Some chapters are elegant profiles of scientists and mathematicians ... Some pieces limn the history of a certain idea ... Other chapters are long book reviews, as when Mr. Holt...gently savages ('a book that prizes difficulty but not rigor') a book...by David Foster Wallace. Another book he describes as 'full of the sort of excess detail that mathematicians call ‘hair.'' In this sense it is a pleasure to report that, aside from a few inevitable repetitions between essays, Mr. Holt’s book is perfectly bald.
This book does not dawdle. Holt is a complex and rigorous writer examining complex and rigorous subjects. Readers whose mathematical and analytical logic skills are a tad rusty might need to google Gödel’s incompleteness theorem or the Riemann zeta conjecture. Trust me, it’s worth the effort. As his subtitle suggests, Holt is pushing us to explore the ideas that have revolutionized how we see the world, the universe and truth itself. They are messy, complicated affairs, but Holt’s intellectual clarity and lucid writing illuminate them.
Some people like an olive with their martini; Holt prefers a bit of quantum entanglement. Indeed, in this scintillating collection of essays, Holt makes quantum entanglement—and other large ideas, including fractals, infinite sets, and string theory—the perfect enhancement for cocktail chatter. Always lucid, frequently amusing, occasionally poignant, these essays invite curious readers to explore vistas originally opened by exceptionally daring and powerful minds.
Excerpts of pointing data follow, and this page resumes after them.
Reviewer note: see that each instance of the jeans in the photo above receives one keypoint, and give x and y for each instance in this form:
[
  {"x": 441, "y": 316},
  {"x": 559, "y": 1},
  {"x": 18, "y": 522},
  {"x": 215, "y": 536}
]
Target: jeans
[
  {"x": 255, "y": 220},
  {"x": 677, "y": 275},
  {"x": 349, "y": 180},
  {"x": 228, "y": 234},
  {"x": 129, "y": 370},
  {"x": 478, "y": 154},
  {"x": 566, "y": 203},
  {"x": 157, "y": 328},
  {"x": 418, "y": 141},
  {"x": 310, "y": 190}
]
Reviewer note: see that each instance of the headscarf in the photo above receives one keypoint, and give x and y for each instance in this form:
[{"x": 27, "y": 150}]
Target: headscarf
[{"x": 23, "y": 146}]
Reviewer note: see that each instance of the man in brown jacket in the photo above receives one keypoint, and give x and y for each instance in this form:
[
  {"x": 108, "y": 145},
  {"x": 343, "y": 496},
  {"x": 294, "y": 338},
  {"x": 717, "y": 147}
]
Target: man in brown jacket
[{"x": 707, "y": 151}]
Two criteria link the essays: the first is 'the depth, power, and sheer beauty of the ideas they convey,' and the second is what Holt calls the 'human factor'—specifically that the ideas originated in the minds of people who led highly dramatic or even absurd lives ... Holt delivers this feast of wild genius, oddball thinkers, and sheer creativity in his signature accessible style of writing and playful tone.
A collection of incisive essays that make learning about science fun ... Prepare to be wined, dined, and entertained by quantum mechanics, group theory, topology, the infinitesimal, the infinitely small, and the string theory generation, among other topics.